Python3.0 has more duplication in source code than Python2.5

T

Terry

I used a CPD (copy/paste detector) in PMD to analyze the code
duplication in Python source code. I found that Python3.0 contains
more duplicated code than the previous versions. The CPD tool is far
from perfect, but I still feel the analysis makes some sense.

|Source Code | NLOC | Dup60 | Dup30 | Rate60 | Rate 30
|
Python1.5(Core) 19418 1072 3023 6% 16%
Python2.5(Core) 35797 1656 6441 5% 18%
Python3.0(Core) 40737 3460 9076 8% 22%
Apache(server) 18693 1114 2553 6% 14%

NLOC: The net lines of code
Dup60: Lines of code that has 60 continuous tokens duplicated to other
code (counted twice or more)
Dup30: 30 tokens duplicated
Rate60: Dup60/NLOC
Rate30: Dup30/NLOC

We can see that the common duplicated rate is tended to be stable. But
Python3.0 is slightly bigger than that.

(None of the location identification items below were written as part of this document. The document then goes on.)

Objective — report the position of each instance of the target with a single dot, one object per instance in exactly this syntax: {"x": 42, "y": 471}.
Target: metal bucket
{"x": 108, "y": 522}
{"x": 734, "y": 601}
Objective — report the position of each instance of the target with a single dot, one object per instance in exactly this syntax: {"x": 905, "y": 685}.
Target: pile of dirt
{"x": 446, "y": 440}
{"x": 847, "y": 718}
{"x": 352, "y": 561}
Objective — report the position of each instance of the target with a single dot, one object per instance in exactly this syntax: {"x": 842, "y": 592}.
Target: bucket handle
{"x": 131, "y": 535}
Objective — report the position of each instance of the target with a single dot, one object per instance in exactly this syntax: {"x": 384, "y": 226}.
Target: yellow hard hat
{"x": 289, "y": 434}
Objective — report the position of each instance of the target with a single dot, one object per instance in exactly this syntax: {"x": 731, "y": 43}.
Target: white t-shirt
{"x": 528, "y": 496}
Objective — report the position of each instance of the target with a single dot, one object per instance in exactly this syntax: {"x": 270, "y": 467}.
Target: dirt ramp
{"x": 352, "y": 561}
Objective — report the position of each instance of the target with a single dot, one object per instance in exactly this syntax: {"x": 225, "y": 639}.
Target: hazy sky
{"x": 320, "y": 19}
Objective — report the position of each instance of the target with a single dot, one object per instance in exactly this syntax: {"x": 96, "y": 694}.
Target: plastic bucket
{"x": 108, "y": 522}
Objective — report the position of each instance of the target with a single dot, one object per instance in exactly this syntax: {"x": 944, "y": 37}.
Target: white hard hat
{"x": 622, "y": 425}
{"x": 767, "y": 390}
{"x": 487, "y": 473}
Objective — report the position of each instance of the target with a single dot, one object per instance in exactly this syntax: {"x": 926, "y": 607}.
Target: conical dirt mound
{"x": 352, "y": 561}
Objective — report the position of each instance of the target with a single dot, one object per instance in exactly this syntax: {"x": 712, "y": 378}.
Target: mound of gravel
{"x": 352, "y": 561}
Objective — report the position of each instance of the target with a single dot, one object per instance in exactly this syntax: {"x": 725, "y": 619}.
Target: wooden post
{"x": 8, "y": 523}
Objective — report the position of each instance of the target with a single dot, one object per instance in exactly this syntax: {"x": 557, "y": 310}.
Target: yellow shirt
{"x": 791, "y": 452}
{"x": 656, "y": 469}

Consider the small increase in
NLOC, the duplication rate of Python3.0 might be too big.

Does that say something about the code quality of Python3.0?
 
M

Martin v. Löwis

Does that say something about the code quality of Python3.0?

Not necessarily. IIUC, copying a single file with 2000 lines
completely could already account for that increase.

It would be interesting to see what specific files have gained
large numbers of additional files, compared to 2.5.

Regards,
Martin
 
T

Terry

Not necessarily. IIUC, copying a single file with 2000 lines
completely could already account for that increase.

It would be interesting to see what specific files have gained
large numbers of additional files, compared to 2.5.

Regards,
Martin

But the duplication are always not very big, from about 100 lines
(rare) to less the 5 lines. As you can see the Rate30 is much bigger
than Rate60, that means there are a lot of small duplications.
 
D

Diez B. Roggisch

Terry said:
But the duplication are always not very big, from about 100 lines
(rare) to less the 5 lines. As you can see the Rate30 is much bigger
than Rate60, that means there are a lot of small duplications.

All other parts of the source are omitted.